June 9th, 2009 at 5:21 pm
[...] be. I installed Ubuntu 9.04 (”Jaunty”) on a Sony Vaio today, only to find that…. More here WiFi — on an Atheros AR242x controller — was working, but very slowly. I got no more than [...]
June 10th, 2009 at 9:23 am
Which VAIO are you using? I am using Ubuntu 9.04 on my VGN-SZ430N and almost everything works out-of-the-box.
The only unfunctional components are fingerprint sensor and brightness control.
June 10th, 2009 at 9:52 am
A VGN-NR32M/S. I don’t think I’ve gotten the brightness control to work either — but I can blame Sony for that, I guess. But shipping Jaunty with broken wireless *and* display drivers … not cool.

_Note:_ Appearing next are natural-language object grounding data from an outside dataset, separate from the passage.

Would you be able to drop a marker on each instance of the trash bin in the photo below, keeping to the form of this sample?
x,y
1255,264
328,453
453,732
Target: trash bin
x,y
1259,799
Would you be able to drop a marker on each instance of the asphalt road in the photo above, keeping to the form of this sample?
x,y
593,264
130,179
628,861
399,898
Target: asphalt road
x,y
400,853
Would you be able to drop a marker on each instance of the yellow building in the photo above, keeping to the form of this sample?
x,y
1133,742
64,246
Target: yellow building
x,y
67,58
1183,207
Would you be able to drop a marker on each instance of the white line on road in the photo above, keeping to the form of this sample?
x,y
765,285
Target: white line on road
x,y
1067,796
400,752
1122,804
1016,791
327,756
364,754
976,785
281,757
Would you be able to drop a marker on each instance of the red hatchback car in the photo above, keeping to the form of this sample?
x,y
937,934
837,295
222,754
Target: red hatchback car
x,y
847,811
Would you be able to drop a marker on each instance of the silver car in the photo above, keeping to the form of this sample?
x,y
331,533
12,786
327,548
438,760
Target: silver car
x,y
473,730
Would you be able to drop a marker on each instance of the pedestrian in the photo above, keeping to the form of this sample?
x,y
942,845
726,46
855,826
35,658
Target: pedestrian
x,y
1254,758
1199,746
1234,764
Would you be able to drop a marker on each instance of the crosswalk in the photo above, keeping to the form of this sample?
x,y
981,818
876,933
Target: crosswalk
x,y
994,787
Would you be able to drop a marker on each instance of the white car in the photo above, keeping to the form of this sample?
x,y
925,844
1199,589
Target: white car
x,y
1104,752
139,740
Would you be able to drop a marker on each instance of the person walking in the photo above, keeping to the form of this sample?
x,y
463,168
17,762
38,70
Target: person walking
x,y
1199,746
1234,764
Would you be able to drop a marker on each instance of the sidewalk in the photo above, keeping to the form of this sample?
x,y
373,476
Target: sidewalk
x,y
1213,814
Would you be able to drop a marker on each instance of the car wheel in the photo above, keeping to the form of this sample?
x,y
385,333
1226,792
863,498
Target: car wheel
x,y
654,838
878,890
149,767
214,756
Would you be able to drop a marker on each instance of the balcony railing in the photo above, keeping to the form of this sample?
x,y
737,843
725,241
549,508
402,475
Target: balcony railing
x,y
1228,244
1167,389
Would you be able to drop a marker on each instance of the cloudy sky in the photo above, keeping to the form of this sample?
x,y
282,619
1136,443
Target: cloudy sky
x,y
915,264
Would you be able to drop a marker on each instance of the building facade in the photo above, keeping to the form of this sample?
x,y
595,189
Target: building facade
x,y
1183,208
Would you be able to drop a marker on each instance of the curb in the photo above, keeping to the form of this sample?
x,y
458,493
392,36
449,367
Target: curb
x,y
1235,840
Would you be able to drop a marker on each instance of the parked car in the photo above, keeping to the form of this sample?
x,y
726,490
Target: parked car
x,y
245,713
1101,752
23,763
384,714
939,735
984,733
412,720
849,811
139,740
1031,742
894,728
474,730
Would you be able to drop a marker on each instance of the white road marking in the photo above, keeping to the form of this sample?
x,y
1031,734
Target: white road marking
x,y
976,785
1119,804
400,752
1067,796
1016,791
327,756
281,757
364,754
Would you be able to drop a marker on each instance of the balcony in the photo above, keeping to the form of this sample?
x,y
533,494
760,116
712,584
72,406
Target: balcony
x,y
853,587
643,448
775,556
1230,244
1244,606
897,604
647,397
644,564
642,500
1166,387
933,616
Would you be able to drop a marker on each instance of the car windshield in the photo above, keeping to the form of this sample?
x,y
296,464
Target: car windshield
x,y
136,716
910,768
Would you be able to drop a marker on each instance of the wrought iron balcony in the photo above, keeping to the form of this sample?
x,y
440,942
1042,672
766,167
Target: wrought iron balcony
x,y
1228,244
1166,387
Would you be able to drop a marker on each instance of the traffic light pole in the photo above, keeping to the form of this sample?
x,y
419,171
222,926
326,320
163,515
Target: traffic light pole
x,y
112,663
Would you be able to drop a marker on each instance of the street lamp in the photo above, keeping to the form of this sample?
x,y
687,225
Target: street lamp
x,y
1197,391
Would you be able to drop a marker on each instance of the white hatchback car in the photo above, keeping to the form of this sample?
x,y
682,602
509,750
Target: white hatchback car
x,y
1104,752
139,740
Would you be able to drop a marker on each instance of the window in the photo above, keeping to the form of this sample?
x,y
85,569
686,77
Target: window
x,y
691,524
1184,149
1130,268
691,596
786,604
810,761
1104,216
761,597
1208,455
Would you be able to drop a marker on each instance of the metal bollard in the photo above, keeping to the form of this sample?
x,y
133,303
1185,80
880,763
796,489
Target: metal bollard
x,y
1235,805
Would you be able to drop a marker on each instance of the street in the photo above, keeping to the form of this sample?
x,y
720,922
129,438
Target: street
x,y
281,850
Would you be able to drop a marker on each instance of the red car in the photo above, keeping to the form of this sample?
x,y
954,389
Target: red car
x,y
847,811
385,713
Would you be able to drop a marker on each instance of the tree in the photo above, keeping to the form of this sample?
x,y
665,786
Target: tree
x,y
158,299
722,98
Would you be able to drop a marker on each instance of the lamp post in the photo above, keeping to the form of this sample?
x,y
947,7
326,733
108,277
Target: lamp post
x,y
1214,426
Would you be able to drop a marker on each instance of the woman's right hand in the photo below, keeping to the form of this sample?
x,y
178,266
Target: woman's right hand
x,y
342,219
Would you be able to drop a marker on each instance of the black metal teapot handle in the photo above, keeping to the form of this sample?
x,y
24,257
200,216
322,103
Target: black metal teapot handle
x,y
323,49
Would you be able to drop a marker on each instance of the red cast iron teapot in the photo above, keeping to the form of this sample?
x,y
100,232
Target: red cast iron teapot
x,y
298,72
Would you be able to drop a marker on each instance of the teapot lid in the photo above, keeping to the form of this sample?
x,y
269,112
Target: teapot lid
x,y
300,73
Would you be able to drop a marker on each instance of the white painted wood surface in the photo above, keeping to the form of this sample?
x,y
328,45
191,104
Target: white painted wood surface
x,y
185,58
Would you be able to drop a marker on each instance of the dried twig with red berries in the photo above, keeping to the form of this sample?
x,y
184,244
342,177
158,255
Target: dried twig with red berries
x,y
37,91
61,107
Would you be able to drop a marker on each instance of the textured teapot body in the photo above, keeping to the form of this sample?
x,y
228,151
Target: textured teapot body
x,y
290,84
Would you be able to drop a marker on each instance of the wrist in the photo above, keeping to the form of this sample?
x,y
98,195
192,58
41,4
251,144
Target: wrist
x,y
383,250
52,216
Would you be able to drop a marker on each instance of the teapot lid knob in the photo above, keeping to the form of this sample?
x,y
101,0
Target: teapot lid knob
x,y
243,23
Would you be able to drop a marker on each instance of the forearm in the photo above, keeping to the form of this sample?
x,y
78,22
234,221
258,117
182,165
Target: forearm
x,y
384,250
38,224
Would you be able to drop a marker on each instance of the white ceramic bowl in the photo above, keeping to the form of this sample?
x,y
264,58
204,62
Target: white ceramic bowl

June 19th, 2009 at 4:45 pm
“Looks like the year of Linux on the desktop/laptop is still a few years off”
That looks like such an ignorant comment. Try installing Windows on a machine it’s not built for, without the drivers, without co-operation from hardware manufacturers. You’ve been so brainwashed by the Microsoft Kool Aid you can’t think straight.
June 20th, 2009 at 10:01 am
Stop hiding behind the “oh hardware manufacturers don’t cooperate” line.
The Atheros drivers are open source. So are the Intel display drivers. In the case of the display drivers, they even worked in Ubuntu 8.10. Canonical basically said, right, let’s ship even though we have a nasty regression that affects one of the most common display cards out there. You don’t see too many responsible software vendors do that.